ICL - Intel Codec Library for BigData provides compression and decompression library for Apache Hadoop/Spark to make use of the acceleration hardware for compression/decompression.
Big data analytics are commonly performed on large data sets that are moved within a Hadoop/Spark cluster containing high-volume, industry-standard servers. A significant amount of time and network bandwidth can be saved when the data is compressed before it is passed between servers, as long as the compression/ decompression operations are efficient and require negligible CPU cycles. This is possible with the hardware-based compression delivered by Intel acceleration hardware such as FPGA/QAT etc, which is easy to integrate into existing systems and networks using the available Intel drivers and patches.
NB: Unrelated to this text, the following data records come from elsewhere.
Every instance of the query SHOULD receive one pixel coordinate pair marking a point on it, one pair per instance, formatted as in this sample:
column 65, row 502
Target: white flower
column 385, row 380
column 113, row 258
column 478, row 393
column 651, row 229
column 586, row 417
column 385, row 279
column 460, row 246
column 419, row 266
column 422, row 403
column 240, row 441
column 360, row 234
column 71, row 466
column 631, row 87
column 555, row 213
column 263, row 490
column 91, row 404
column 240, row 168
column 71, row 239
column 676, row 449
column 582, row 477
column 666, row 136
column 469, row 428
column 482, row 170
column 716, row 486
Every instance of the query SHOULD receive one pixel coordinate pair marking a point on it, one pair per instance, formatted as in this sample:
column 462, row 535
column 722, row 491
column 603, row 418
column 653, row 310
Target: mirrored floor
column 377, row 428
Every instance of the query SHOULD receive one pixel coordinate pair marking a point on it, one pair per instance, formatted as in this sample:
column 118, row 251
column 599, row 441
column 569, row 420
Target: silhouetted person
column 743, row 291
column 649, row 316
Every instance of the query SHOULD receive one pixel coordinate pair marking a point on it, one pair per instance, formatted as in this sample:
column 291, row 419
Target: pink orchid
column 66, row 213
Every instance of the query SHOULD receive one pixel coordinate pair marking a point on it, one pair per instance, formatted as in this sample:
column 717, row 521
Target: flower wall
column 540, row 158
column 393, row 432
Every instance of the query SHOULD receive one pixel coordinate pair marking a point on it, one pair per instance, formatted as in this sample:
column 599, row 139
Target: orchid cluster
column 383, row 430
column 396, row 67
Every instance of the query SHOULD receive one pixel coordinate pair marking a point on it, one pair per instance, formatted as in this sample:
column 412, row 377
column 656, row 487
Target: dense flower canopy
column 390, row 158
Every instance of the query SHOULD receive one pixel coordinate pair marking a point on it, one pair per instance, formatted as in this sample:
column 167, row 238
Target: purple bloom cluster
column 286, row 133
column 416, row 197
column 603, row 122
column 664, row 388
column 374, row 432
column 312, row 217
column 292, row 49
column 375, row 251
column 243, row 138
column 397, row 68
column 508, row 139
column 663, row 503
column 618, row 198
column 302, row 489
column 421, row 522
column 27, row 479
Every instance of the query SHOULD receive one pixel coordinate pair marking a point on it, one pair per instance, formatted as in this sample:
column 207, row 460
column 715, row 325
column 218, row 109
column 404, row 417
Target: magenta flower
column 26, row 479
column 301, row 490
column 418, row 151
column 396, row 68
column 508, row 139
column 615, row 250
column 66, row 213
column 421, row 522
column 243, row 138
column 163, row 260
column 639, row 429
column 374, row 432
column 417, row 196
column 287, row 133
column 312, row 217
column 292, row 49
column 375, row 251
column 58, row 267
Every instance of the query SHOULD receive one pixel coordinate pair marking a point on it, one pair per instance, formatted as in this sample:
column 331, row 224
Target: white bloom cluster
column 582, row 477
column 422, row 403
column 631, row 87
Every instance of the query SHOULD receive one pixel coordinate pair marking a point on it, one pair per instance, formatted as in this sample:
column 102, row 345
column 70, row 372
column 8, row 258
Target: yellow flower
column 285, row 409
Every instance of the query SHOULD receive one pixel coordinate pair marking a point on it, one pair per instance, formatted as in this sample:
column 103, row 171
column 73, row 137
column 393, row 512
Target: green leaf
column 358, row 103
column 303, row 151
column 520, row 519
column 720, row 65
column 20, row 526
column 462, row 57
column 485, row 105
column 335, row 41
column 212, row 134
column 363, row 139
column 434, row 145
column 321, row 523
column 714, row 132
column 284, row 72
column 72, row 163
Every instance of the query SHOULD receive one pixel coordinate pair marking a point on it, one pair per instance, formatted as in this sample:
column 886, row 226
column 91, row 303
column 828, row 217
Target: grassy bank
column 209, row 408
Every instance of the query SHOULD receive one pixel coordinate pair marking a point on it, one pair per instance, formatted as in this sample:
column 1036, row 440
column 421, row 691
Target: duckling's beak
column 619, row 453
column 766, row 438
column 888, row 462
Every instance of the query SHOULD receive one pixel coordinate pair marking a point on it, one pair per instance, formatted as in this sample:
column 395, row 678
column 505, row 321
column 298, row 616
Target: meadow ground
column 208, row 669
https://github.com/Intel-bigdata/IntelCodecLibrary
This option assumes that you have installed maven in your build machine. Also assumed to have java installed and set JAVA_HOME
Run the following command for building IntelCompressionCodec.jar and libIntelCompressionCodec.so
mvn clean install
Native code building will be skipped in Windows machine as Intel Compression Codec native code can not be build in Windows.
When you run the build in Linux os, native code will be build automatically when run the above command.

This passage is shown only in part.